Earlier in the year, we traveled to northern Colorado to scope out an imaginary town for Viridian Farms, the intentional community created by my book protagonists, and the setting for life... and a few deaths... in my murder mystery. I expected to see a lot of cattle since this is ranch land, but I didn't anticipate quite so many wind farms. I knew they existed, but driving through the depth of them, rather than just along side a row along the highway, was a rather dramatic and intense experience. See that shadow on the road above? That's from a windmill blade. They all move toward you, creating a surreal feeling of vertigo as you travel. It felt incredibly unpleasant.

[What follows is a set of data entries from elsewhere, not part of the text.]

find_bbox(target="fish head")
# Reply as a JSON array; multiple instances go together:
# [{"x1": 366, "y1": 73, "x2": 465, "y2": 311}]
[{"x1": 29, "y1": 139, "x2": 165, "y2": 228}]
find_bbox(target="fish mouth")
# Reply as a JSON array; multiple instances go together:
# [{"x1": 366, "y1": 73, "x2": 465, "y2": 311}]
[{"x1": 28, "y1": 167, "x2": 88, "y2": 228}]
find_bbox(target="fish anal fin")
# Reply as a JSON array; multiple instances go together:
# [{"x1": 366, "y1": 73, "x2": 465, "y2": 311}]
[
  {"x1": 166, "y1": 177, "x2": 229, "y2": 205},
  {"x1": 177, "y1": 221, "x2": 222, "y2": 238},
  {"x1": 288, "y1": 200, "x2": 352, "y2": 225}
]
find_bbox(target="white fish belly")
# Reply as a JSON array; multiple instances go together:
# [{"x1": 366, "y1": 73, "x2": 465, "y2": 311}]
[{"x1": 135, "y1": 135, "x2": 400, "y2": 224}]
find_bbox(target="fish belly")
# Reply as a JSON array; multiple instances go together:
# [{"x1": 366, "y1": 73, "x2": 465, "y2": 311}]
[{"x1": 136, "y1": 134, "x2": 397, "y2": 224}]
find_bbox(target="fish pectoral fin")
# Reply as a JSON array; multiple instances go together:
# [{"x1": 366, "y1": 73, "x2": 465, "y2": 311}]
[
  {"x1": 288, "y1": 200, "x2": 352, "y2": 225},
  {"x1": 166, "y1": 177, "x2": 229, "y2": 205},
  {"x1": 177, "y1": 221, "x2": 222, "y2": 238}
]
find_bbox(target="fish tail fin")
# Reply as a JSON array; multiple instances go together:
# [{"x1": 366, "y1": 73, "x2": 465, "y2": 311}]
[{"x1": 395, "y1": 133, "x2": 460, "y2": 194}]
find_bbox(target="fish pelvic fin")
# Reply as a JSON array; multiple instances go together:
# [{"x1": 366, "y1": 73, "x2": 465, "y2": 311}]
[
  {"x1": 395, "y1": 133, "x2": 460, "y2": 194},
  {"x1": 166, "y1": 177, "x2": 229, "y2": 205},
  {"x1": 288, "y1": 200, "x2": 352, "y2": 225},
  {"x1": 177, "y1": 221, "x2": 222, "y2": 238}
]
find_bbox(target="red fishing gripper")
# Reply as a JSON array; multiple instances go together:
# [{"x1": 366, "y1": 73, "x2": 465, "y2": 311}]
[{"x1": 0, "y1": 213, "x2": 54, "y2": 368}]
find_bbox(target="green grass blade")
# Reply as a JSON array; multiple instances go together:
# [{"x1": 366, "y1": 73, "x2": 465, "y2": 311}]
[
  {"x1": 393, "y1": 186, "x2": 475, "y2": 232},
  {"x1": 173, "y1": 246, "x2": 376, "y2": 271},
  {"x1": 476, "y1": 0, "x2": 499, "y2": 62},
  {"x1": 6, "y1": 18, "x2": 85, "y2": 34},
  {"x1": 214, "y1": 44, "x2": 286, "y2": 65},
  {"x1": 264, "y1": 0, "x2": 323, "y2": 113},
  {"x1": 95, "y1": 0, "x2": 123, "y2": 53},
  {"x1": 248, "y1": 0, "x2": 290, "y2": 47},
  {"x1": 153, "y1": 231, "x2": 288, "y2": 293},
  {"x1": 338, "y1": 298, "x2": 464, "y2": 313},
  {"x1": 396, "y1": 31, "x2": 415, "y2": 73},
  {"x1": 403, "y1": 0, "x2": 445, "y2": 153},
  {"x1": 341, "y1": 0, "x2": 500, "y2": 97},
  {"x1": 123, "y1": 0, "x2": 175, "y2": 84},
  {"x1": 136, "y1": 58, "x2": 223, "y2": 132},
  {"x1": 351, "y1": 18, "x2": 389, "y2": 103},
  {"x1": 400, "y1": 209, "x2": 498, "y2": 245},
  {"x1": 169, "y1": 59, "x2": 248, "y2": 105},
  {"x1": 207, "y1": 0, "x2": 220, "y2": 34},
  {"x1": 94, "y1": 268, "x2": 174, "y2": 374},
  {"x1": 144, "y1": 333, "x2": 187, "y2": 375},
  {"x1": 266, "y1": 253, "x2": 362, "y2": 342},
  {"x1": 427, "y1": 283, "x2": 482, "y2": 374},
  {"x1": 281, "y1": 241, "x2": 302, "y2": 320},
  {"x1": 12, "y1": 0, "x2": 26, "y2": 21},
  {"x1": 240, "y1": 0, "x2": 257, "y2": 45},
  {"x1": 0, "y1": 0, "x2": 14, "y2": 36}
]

Modern windmills are massive in size. My mindset about them before driving through this metal forest was definitely positive. After all, wind energy is more efficient and kinder to the environment. Right? I started questioning that premise when I viewed, up close, the incredible size of those metal towers, and the astounding amount of energy it must take to manufacture as well as transport them to their final locations. Wow. Just wow. 


There could be another book in my Morristown series related to the wind energy industry. It might not be the bucolic answer to fracking (another burgeoning energy industry in Colorado) I thought it might be. More research is required.


More importantly to the first book in the series - would my book characters want to live in the moving shadows and intense energy of these turning giants? Would you?

3 comments:

Bob Sanchez said...

I've seen the individual blades being transported on the backs of flatbed trucks in southern California. They are humongous. When I first saw a huge field of these windmills there, I imagined Don Quixote bravely charging them on his steed Rocinante.

Do windmills pose any environmental challenges? They certainly seem beneficial, if unsightly.

Susan Gourley/Kelley said...

Those fields of windmills are spooky if you're driving by them during fogging conditions. I know they endanger birds but they seem a better cleaner source of energy than most choices.

Stepheny Houghtlin said...

Great post today with information your travels have now provided me. Worth your speculation on a new setting for a mystery.